Me voici déjà rédigeant une autre bénédiction, ou presque, bien n’en ayant aucun titre ; mais elle est la mienne, personnelle, que je voudrais bien partager avec qui voudrait y adhérer en bonne âme et conscience, sans nulle prétention de ma part à un quelconque rôle de guide spirituel, ni à l’indiscutable voix d’une vérité absolue. Tout juste une invitation à (s’)interroger et à se faire interroger, à converser pour un bout de chemin de vie avec les semblables, nullement hypocrites, mais frères dans la condition d’humanité.
Ainsi, puisque de bénédiction il s’agit, dans cette circonstance, je voudrais tant que ma Bénédiction ne soit pas « urbi et orbi », néo-romaine, autrement dit dans l’esprit de l’ancienne Rome, ni dans celui de toute autre capitale impériale. Je la définirais plutôt, ne serait-ce qu’à titre provisoire et analogique à contrario, comme une « Bénédiction JEROMEC & ORBI », secouant donc trois villes originaires du sacré monothéiste : Jérusalem, Rome et la Mecque.

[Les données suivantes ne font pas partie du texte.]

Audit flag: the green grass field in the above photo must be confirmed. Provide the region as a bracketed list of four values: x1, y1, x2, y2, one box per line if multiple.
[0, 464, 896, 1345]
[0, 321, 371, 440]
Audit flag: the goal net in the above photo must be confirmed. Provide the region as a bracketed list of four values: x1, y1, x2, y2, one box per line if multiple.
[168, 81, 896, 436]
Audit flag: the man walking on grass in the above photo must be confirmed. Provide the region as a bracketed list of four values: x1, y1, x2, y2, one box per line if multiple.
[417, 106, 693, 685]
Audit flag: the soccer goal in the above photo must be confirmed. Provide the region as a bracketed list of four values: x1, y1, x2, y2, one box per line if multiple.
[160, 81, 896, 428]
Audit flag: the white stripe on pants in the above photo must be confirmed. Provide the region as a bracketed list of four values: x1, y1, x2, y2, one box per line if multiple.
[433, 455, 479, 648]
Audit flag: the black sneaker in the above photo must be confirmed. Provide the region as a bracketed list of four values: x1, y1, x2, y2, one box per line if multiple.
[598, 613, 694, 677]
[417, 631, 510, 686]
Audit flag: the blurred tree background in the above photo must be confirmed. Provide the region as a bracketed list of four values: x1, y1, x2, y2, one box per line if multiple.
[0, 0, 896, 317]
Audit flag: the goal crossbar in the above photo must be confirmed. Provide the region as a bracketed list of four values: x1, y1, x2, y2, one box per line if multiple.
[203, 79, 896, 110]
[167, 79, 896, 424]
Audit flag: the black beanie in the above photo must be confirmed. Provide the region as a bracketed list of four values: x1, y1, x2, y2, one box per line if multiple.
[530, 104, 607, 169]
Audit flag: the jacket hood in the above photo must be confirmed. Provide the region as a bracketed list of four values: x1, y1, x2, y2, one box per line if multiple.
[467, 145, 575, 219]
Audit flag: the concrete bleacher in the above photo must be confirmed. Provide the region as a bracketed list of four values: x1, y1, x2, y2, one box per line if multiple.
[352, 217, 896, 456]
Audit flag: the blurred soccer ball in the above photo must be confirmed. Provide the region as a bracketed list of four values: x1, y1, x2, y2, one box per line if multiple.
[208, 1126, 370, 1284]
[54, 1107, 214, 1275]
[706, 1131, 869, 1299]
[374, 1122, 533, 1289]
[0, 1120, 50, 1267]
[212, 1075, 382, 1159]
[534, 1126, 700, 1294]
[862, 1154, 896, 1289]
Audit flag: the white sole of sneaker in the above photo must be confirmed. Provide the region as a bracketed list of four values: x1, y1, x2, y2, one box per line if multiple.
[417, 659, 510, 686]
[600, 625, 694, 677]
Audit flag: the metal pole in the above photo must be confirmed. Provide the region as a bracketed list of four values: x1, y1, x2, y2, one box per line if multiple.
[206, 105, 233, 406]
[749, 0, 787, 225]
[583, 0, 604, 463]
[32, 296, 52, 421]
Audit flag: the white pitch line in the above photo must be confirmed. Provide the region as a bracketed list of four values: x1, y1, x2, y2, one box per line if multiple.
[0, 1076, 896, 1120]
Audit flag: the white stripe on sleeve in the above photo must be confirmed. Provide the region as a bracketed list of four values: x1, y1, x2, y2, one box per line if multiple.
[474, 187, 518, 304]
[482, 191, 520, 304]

Ma « Jéromec & orbi » appellerait ces trois foyers spirituels à se départir du caractère exclusif de la foi, à éviter surtout qu’au nom d’une morale exclusive, ils s’obstinent à forcer la croyance, plutôt que de la prendre pour une conviction individuelle, dans l’esprit d’un célèbre verset coranique, on ne peut plus signifiant, où Dieu dit à son Prophète : « Tu ne guideras pas qui tu as aimé mais Dieu guide qui il veut ». On peut ajouter également l’autre verset de même signifiance : « Vous avez votre religion et j’ai la mienne ». S’il est du droit de chaque religion de chercher à étendre son influence, qu’elle le fasse dans le devoir du respect de la liberté de choix de sa foi par chacun, le devoir du respect de la différence et surtout le devoir de croire vraiment que, pour un bon croyant, Dieu seul est le juste juge, le Juge juste des consciences des gens.
Quant aux hommes, ils doivent se respecter mutuellement, croyants de n’importe quelles religions, croyants et non croyants, dans le juste souci de consacrer la valeur et la dignité humaines, celles-ci étant inconcevables sans la considération de la différence et la consécration de l’altérité, dans un vivre-ensemble de la liberté et de la solidarité.